Scholare Architecture

This document is intended for open-source contributors and developers. It explains the high-level design, data flow, and module responsibilities of the Scholare pipeline.

System Overview

Scholare is a synchronous, config-driven data pipeline. It is not an ongoing service; it runs a discrete ETL (Extract, Transform, Load) sequence each time it is executed via the CLI.

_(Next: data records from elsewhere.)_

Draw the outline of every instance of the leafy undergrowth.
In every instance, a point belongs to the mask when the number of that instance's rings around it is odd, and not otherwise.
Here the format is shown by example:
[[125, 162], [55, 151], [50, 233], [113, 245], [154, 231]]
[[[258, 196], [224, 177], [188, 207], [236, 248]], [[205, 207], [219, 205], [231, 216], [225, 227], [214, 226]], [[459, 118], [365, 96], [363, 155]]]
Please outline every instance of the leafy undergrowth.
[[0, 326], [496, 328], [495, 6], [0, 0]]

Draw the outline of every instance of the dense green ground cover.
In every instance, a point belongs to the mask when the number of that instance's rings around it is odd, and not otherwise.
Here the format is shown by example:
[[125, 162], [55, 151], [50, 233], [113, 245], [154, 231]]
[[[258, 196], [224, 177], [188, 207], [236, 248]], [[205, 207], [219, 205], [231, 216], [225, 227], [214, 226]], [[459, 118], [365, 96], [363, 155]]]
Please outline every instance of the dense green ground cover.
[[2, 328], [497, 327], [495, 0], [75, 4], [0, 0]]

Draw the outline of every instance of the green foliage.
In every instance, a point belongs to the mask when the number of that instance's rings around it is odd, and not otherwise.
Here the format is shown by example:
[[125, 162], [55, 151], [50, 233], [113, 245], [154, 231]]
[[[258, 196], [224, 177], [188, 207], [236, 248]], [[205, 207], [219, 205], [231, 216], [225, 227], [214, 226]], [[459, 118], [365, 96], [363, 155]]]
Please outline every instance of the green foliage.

At a high level, the pipeline follows a 4-stage architecture: 1. Search (Extract): Gather raw paper IDs and titles from multiple search engine APIs. 2. Deduplicate & Filter: Clean the raw results to ensure a unique set of papers that strictly match the user's logic. 3. Enrich (Transform): Hydrate the unique papers with deep metadata (abstracts, DOIs) and discover open-access PDF links. 4. Synthesize & Save (Load): Classify the papers, download the PDFs, generate charts, and render a Markdown report.


The Data Flow (Pipeline)

The sequence of operations is orchestrated entirely by scholare/pipeline.py -> run_pipeline().

graph TD
    A[config.json] -->|CLI Argument| B(run_pipeline)

    subgraph Extract
        B -->|Query| C[OpenAlex API]
        B -->|Query| D[arXiv API]
        B -->|Query| E[bioRxiv API]
        C --> F(Raw Results)
        D -->|Boolean Post-Filter| F
        E -->|Boolean Post-Filter| F
    end

    subgraph Transform
        F --> G{Deduplicate via DOI/Title}
        G --> H{Semantic Scholar API}
        H -->|Get Meta & DOI| I[Unpaywall API]
        I -->|Get OA PDF URL| J(Enriched Dataset)
    end

    subgraph Load
        J --> K[Categorization]
        K --> L[Save CSV]
        L --> M[Download PDFs]
        L --> N[Generate Visualizations]
        L --> O[Format Markdown Notes]
    end

Scholare currently aggregates results from three distinct sources (configured via the sources array in the JSON config). OpenAlex acts as the primary registry, while arXiv and bioRxiv serve as zero-day preprint catchers.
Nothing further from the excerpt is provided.